To introduce mathematics we must somehow put a stop to the infinite regression of symbols. Such a termination will be reached if we find that the X, Y, Z, . . . are not new operations, but are already contained in the first set of operations P, Q, R, . . . that we introduced, that is to say, if we find that the same operation which changes one entity into another will also change one operation into another.

As an example,[ and only one such unrelated example] consider the operations of duplicating, triplicating, quadruplicating, etc. If these are taken as P, Q, R, . . . , we have next to consider, say, the operation Y which changes duplicating into quadruplicating. Quadruplication consists of two operations of duplication, i.e. of duplicating duplication. Thus the operation Y is duplicating, and has already been introduced as P. More generally if the set P, Q, R, . . . denotes all possible operations of multiplication, fractional as well as integral, the operations of changing P into Q, P into R, Q into R, etc. are also operations of multiplication, and therefore no new symbols are required.

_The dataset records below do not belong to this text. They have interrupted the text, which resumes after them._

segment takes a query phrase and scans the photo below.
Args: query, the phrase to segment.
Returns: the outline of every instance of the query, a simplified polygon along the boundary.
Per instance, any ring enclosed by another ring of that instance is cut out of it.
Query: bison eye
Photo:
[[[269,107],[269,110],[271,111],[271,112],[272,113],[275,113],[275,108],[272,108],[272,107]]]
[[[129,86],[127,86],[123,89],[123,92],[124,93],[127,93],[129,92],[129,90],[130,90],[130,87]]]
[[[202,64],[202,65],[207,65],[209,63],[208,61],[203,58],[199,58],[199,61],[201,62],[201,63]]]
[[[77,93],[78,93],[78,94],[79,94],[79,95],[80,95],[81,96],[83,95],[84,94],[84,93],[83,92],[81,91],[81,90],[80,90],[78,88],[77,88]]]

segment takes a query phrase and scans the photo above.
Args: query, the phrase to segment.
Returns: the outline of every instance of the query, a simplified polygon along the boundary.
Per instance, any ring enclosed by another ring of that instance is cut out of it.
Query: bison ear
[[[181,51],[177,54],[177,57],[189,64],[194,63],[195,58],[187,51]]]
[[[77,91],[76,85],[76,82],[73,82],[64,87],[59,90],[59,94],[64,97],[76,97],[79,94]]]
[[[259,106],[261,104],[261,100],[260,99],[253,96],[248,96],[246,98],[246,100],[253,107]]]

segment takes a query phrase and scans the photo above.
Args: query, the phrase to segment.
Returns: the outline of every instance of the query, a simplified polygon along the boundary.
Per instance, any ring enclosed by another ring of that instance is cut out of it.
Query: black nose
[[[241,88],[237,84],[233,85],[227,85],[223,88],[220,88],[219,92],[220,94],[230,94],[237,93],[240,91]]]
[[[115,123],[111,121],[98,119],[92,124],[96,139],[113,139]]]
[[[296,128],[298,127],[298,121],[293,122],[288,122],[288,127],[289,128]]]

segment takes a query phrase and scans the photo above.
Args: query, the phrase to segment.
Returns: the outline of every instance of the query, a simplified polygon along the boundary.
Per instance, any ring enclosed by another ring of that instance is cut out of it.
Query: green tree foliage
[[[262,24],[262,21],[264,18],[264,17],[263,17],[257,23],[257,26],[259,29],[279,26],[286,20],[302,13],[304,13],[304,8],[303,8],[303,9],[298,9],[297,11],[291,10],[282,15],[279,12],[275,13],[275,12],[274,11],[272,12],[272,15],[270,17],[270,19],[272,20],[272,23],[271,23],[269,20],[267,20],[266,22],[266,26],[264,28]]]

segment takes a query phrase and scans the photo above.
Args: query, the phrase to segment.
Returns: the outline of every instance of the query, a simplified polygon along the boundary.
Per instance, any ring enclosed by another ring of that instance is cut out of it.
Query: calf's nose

I think the confusing part of Eddington's examples in this section are that he is using trios of letters to represent larger groups of operations, no doubt a mathematician of his enormous sophistication and the group of students and faculty he was addressing would understand that a lot more readily than we mere lay people. And they would have been far more familiar with the categories and operations he was talking about than those of us who use a little math from time to time and go for decades without thinking about even second year Algebra. At least that's the most obvious of the problems I had when I read it the first time and now, too and I occasionally have tutored people in math. Remember this lecture dealt with the concept of structure, it gets really interesting later in the chapter when he uses that to make some crucial points about the relationship of our consciousness to the physical world external of us.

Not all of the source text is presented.